Friday, September 20, 2024

Google Gives Android Developers a Donut

According to multiple reports, Google is now offering developers a crack at some Android 2.0 features at the Android code repository. Android 2.0, which was codenamed “Donut,” was discussed at the Google I/O developer conference earlier this year. To listen to what Google had to say, watch the following clip (the Android part starts a couple minutes in).

https://www.youtube.com/watch?v=uX9nt8Cpdqg

Android 2.0 comes equipped with Android Search, which lets you search your phone and the web from one location. Gesture support is also included, which is said to let you draw a letter on your screen to bring up contacts, rather than having to scroll through your contacts list until you get to the appropriate letter.

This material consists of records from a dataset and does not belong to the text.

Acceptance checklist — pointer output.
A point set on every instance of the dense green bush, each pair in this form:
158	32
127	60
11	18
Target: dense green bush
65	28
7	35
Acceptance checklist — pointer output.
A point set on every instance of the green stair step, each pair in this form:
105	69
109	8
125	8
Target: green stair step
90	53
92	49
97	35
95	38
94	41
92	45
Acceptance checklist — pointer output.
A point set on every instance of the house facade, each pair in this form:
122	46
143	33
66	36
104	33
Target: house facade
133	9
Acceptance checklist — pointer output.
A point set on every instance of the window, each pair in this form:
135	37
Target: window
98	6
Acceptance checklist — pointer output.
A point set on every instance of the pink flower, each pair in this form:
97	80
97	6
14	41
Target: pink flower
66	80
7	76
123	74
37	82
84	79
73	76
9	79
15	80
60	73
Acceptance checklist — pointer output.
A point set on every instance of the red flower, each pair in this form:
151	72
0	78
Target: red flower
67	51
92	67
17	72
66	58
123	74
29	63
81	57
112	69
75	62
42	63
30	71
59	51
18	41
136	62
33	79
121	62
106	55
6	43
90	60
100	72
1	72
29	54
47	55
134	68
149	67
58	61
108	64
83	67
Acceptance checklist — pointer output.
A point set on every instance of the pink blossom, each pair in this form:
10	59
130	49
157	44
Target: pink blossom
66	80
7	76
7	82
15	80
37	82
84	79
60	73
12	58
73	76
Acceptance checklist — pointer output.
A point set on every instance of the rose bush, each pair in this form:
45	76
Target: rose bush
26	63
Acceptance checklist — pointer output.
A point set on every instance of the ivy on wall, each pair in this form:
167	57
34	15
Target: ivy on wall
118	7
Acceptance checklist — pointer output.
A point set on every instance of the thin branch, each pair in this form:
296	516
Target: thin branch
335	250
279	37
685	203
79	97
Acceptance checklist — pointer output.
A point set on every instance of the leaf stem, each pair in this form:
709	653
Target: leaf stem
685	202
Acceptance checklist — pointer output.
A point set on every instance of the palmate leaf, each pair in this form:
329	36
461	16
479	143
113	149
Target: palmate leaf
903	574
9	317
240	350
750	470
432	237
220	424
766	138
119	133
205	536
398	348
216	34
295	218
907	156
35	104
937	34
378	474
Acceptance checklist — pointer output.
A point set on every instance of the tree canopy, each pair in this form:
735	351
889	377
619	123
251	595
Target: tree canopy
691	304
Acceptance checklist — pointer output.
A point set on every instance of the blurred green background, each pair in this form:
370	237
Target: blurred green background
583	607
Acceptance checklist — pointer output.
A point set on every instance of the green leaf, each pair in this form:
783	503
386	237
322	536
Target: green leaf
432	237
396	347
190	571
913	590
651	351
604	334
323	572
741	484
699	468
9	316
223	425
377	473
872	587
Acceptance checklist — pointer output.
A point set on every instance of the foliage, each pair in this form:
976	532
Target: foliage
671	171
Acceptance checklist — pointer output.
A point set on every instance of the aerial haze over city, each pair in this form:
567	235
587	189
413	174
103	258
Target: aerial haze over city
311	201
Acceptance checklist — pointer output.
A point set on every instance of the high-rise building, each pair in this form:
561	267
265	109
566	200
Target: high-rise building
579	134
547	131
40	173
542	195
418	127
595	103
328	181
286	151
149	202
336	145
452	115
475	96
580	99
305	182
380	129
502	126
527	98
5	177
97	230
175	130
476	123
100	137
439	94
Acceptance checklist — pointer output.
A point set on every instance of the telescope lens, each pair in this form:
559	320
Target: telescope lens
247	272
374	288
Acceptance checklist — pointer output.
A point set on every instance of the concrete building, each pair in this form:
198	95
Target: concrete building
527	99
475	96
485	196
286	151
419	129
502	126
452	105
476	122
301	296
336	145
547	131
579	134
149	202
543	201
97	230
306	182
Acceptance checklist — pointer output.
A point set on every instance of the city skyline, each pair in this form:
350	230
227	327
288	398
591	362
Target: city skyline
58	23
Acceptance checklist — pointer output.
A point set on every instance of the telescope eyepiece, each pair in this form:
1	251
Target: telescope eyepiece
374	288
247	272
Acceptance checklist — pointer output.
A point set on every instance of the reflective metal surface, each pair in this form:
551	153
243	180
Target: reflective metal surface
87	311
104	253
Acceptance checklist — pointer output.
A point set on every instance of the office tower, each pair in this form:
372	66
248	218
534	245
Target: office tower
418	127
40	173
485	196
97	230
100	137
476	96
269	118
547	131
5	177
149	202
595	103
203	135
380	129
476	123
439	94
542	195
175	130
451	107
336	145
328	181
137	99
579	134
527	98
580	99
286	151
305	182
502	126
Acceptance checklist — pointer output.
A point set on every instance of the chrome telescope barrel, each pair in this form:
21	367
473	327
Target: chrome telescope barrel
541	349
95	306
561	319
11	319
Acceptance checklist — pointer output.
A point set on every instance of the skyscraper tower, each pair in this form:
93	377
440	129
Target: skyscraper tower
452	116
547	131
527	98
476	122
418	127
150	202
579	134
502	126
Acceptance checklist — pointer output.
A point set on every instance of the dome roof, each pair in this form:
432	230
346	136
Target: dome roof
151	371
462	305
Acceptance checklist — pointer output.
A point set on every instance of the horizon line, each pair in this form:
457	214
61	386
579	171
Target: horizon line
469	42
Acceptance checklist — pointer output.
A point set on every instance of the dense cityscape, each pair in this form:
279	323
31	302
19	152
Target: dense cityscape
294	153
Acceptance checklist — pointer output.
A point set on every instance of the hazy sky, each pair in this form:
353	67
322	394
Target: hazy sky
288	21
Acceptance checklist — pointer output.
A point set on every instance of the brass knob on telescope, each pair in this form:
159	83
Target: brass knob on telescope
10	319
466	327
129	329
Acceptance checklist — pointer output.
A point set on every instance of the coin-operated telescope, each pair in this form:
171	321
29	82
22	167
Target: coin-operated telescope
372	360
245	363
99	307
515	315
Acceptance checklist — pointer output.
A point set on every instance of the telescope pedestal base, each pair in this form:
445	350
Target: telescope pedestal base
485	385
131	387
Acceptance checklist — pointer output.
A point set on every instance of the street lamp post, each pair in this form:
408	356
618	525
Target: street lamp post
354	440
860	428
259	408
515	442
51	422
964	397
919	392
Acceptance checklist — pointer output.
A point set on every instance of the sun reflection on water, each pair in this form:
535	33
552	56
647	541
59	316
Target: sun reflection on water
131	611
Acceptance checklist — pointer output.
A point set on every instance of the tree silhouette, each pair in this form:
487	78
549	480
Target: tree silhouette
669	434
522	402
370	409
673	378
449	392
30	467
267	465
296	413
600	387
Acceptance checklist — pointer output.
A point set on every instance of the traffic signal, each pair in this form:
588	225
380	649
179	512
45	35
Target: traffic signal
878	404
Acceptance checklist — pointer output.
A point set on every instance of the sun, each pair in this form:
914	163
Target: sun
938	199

Text-to-speech technology via Google Voice is part of it, and so are CDMA support, automated backups, a new camera application, multitouch, wpa enterprise, vpn support, and supposed better performance.

“Perhaps more excitingly, the community is hard at work on a couple major fronts here: first off, the Donut build is actively being ported to current handsets, and an Android Dev Phone 1 / T-Mobile G1 version is already available (though very, very crashy and incomplete right now),” says Chris Ziegler at Engadget, who has a couple interesting screenshots. “Secondly, work is being conducted to extract major elements of Donut (some of the new widgets, for example) and roll them into cooked 1.5 builds, making the best stuff available in a more solid, accessible form without having to wait for 2.0 to become stable.”

Though the excitement of “Donut” is running high throughout the developer community, there seems to be a general consensus, that it would be prudent to wait for the stable release is announced before you go tinkering around with it. Some are no doubt already cracking away on it though.